Ask HN: Getting started with the logistics of freelancing? - gchucky

I've never really moonlighted before, but a small project came down the line and I'm up for it. The problem is, I'm having a bit of trouble with the logistics of setting it up, particularly in the way of contracts and legal things. (I'm in the USA, for what it's worth.)<p>- I've never written a contract before. Are there places where I can get a premade contract for these sorts of purposes?<p>- If I'm charging by hour, how often should I send an invoice? Are there any sort of invoice templates that are standardized?<p>- The client and I worked together to come up with a list of items that have to be done, and I estimated times for them. We agreed that they were only estimates and could change, but that I would still charge by the hour. Is this a good plan? Should this be written into a contract?<p>- A CPA told me that I should receive a 1099 at the end of the calendar year for payments made to me. Do I need to do that on my own, or is it up to the client to do that? Is this step even really necessary?<p>And if you happen to have any other resources on setting up things like this, that'd be great too.
======
damoncali
Talk to a lawyer on the contract. A decent one should cost 2-300 bucks.
Inevitably, there are wrinkles where the lawyer will be helpful (when a client
wants to control exactly how the IP is assigned, for example). Most of the
time you can use your boiler plate, but it's good to start a relationship with
an attorney anyhow, so get one. That, and a good lawyer can explain to you why
everything is in there, what you can afford to give up, and what you can't.
Don't cheap out here.

Another thing you might want to look into is creating an LLC or corporation.
Again, the laywer has the right answer for you (Corp vs LLC vs nothing). I
happen to use an single member LLC, which is set up as a disregarded entity
for taxes. This shouldn't cost more than a few hundred dollars to set up
either.

I bill every two weeks. But I'm flexible depending on the client. This is not
a big deal. If you're worried about getting paid, you should think twice about
taking the client in the first place.

Yes, write your billing and rates into the contract. Usually, there is an
attached "Statement of Work", where you describe the scope of the project and
billing arrangements in detail. Hourly vs. fixed price is a debate you can
have over and over again. There are plusses and minuses for both you and the
client to each billing scheme, so think it through. Often it depends on the
scope of the project, the budget of the client, and (obviously) the trust
between the two of you.

The client will give you a 1099. Or they won't (they may not know they need
to, or they forget). In either case, you'responsible for reporting your income
properly. Check with an accountant to get the taxes right.

------
joseacta
1\. The contract should specifically say what was the agreement between you
and the client. The key word here is specifically. I've found, that the more
specific the contract, the more easily I can justify what is out-of-scope and
generate a change request (more money for the project).
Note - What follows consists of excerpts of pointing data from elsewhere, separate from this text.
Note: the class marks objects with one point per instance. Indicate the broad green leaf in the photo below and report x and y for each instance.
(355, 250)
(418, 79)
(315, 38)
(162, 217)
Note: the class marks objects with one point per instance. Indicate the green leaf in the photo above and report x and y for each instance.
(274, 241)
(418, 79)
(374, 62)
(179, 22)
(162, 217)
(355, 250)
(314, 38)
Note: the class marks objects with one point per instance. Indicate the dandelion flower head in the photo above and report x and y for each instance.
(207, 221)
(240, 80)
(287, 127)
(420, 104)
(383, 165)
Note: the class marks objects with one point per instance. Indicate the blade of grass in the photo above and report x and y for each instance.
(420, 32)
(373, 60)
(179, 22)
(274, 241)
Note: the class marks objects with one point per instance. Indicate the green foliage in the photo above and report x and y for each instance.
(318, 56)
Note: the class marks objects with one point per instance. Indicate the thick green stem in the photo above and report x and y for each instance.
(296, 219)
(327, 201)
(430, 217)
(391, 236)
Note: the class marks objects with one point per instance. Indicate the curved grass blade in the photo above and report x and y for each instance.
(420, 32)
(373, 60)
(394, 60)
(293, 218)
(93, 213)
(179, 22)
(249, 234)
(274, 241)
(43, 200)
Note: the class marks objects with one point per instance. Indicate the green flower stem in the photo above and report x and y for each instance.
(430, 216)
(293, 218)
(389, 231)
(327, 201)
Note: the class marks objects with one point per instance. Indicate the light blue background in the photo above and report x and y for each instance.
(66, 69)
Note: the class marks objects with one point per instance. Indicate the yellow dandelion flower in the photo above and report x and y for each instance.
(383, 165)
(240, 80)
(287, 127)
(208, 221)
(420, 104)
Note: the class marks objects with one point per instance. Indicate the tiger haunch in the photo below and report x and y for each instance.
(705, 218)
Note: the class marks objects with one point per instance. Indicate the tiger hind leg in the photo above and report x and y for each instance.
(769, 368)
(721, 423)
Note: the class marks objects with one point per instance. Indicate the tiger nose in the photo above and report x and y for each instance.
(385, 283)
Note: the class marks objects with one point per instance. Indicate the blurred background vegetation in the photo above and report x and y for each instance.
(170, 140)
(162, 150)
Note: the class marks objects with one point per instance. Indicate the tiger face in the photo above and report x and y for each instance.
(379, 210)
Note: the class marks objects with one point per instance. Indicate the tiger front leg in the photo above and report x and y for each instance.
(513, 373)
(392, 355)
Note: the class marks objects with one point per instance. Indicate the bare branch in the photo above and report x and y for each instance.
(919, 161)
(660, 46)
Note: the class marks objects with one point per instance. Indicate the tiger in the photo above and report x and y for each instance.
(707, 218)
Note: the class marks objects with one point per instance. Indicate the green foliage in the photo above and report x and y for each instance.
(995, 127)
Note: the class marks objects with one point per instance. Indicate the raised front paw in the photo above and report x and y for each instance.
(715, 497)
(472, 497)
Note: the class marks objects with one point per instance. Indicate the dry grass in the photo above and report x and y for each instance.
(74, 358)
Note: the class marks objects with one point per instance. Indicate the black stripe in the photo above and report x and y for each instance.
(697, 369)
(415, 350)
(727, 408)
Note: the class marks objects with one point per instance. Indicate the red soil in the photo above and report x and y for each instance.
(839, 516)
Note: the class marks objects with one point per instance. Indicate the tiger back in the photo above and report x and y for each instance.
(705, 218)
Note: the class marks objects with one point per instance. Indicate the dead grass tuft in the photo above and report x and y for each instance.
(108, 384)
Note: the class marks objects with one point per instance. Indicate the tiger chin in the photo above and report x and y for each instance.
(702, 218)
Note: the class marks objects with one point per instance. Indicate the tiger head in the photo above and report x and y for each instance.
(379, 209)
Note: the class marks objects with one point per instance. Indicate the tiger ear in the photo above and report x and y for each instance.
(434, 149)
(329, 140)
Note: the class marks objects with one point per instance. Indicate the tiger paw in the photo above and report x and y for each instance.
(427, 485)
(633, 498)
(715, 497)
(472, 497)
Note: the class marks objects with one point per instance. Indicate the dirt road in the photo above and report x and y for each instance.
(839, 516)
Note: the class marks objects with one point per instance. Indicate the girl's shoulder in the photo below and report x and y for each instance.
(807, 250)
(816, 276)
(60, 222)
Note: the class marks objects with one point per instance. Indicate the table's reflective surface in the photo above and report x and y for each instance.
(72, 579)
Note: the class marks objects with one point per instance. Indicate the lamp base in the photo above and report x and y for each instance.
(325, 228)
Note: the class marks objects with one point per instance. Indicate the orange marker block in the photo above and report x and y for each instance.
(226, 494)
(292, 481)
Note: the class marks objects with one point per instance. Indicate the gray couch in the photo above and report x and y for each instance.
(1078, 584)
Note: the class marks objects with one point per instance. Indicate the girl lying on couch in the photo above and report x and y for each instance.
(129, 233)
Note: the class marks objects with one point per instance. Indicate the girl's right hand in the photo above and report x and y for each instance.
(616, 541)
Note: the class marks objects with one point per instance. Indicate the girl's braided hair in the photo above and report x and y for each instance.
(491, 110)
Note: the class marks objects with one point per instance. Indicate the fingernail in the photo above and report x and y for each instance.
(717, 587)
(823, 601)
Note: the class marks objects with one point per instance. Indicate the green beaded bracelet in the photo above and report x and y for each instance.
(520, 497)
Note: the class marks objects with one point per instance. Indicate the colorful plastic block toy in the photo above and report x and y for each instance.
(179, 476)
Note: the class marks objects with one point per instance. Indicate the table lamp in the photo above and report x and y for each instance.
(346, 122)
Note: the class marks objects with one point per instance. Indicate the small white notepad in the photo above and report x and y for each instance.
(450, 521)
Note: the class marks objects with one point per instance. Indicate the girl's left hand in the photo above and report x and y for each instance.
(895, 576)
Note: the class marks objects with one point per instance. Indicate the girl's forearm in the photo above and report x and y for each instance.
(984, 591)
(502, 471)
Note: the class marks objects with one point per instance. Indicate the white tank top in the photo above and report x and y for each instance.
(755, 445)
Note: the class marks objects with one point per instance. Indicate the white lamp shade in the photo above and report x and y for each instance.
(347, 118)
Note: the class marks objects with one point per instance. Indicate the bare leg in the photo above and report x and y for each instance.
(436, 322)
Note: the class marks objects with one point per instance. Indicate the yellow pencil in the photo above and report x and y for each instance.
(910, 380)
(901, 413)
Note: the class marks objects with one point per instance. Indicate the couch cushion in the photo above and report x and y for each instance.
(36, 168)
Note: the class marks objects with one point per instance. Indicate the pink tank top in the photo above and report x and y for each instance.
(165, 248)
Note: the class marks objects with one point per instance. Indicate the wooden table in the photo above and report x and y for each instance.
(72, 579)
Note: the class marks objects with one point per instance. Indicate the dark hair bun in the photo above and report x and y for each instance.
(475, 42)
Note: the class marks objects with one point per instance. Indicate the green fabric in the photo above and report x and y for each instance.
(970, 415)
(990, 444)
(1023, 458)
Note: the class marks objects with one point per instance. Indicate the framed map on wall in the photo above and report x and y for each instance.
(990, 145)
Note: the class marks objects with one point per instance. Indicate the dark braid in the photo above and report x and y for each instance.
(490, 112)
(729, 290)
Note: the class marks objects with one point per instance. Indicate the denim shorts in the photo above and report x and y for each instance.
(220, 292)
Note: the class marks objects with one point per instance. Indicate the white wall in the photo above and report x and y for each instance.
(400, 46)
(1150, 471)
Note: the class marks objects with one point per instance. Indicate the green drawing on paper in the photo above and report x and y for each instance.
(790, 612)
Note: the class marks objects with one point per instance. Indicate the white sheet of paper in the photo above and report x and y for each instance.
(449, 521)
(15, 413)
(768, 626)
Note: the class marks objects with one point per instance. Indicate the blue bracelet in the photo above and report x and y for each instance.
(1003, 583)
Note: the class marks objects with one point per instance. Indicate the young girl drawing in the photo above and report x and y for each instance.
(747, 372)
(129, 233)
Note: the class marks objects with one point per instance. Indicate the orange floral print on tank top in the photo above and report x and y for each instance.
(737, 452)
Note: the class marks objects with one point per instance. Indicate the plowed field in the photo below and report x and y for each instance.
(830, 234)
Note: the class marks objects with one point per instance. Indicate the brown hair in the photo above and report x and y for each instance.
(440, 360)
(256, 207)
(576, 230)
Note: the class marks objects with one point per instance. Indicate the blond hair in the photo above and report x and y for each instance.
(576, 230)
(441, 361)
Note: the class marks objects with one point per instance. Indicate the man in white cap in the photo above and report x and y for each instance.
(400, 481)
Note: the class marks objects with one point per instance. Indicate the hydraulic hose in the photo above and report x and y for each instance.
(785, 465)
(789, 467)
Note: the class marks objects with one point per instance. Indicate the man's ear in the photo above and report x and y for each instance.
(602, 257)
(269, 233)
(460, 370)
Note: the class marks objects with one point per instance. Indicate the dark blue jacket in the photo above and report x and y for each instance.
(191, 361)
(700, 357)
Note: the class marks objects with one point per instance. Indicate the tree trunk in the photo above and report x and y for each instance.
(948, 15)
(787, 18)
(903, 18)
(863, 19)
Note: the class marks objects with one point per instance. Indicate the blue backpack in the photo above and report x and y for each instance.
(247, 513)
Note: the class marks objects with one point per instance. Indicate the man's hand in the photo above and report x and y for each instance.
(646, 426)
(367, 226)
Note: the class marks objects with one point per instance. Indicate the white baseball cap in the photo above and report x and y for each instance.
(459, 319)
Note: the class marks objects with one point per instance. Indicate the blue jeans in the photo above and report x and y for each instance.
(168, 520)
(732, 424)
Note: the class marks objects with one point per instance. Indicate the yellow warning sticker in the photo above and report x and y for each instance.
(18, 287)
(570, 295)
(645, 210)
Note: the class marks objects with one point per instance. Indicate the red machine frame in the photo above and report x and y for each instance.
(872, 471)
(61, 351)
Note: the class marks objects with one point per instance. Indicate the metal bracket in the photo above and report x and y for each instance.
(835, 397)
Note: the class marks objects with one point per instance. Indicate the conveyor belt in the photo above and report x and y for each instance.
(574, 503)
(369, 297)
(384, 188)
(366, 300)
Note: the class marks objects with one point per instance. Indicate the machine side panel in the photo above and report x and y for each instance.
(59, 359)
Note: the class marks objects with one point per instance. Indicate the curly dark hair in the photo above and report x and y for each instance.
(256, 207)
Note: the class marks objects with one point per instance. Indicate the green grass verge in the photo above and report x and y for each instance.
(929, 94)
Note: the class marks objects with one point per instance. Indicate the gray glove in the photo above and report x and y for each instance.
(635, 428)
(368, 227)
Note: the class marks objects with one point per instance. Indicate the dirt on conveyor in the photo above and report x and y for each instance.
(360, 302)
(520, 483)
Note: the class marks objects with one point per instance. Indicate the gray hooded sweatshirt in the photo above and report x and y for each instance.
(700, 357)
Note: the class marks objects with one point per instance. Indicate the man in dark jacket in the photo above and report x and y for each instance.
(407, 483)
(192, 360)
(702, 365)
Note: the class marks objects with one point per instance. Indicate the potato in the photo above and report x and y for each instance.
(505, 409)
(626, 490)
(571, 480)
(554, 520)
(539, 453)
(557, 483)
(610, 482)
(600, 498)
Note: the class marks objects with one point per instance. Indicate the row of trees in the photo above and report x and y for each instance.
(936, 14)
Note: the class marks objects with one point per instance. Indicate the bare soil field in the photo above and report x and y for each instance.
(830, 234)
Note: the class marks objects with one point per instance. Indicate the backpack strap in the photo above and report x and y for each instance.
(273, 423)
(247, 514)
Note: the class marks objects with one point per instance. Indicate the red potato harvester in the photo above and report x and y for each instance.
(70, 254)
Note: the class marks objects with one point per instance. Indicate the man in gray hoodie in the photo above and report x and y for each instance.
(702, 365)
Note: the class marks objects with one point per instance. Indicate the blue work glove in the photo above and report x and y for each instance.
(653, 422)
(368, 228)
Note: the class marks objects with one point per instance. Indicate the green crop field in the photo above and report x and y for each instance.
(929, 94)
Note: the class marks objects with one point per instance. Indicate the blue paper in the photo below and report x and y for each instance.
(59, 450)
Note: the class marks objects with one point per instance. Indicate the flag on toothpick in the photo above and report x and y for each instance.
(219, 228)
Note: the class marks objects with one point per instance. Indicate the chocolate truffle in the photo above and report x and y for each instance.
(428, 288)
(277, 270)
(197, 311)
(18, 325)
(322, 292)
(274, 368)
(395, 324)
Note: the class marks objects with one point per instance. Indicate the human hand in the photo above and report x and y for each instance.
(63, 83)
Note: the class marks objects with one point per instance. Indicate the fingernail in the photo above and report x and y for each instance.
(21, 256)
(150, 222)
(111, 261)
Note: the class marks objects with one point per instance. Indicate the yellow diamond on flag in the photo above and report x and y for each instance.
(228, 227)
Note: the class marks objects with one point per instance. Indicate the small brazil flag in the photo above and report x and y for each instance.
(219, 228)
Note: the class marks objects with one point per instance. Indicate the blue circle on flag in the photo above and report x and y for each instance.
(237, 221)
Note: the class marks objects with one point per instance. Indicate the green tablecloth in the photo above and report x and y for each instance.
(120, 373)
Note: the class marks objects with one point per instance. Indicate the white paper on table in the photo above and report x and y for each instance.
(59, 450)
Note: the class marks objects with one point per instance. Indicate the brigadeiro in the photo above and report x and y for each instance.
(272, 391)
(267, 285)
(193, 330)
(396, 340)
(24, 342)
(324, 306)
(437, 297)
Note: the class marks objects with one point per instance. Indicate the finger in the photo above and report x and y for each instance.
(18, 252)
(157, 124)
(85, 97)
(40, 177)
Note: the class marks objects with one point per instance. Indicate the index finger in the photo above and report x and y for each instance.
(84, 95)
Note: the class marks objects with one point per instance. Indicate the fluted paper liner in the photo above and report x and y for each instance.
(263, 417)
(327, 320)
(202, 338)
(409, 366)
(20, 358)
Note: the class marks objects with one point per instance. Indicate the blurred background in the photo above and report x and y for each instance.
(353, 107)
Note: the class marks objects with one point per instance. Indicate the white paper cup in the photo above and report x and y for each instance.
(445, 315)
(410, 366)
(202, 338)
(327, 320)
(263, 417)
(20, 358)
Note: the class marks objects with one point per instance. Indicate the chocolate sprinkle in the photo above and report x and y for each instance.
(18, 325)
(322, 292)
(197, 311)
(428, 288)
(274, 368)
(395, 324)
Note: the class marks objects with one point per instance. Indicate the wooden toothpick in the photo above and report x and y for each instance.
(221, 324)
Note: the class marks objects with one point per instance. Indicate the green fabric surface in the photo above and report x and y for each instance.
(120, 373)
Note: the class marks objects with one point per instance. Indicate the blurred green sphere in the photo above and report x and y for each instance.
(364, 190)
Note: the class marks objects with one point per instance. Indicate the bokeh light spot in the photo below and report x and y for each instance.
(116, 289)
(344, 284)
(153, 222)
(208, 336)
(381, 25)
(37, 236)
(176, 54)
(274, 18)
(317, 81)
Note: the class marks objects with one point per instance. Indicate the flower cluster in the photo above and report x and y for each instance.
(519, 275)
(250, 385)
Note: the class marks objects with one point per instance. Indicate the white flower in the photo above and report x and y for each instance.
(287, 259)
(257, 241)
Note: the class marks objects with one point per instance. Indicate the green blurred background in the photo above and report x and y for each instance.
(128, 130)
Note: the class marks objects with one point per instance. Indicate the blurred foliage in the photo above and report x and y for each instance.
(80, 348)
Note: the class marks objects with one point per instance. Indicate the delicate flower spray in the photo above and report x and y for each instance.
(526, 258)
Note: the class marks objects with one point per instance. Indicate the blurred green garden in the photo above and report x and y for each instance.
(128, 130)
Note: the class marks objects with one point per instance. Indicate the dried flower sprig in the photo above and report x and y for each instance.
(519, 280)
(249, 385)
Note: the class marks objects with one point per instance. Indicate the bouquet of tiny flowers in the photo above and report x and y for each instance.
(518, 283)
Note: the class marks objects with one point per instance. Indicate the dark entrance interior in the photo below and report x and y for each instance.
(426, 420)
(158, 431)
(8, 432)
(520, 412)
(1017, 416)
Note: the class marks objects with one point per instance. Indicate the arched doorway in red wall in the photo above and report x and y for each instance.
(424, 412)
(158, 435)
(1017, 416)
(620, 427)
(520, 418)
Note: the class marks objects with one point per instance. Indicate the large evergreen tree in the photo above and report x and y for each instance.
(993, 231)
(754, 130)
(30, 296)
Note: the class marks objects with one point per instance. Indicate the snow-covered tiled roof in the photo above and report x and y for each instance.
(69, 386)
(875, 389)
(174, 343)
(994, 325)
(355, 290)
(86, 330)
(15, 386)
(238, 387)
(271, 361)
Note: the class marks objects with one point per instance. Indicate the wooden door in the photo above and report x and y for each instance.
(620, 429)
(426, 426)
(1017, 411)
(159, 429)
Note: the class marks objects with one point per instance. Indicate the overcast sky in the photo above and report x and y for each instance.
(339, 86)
2\. If you charge by the hour, you should put that on the contract. If going
this route, present to the customer at least every week a status report
showing what did you complete on the last week, what hours did you spend and
have it sign by them. How often do you invoice is part on what agreement you
reach with the client, but generally is once a month. Put that on the contract
also.

3\. Everything should be written in the contract.

4\. Hire the CPA. You're good at programming and CPAs are good at tax and
accounting. At the end, you'll save big bucks.

Also, if possible, try to incorporate, and can't say what's the best structure
for you, but you can expense business related things (like laptop or software)
that will help you when you report your taxes.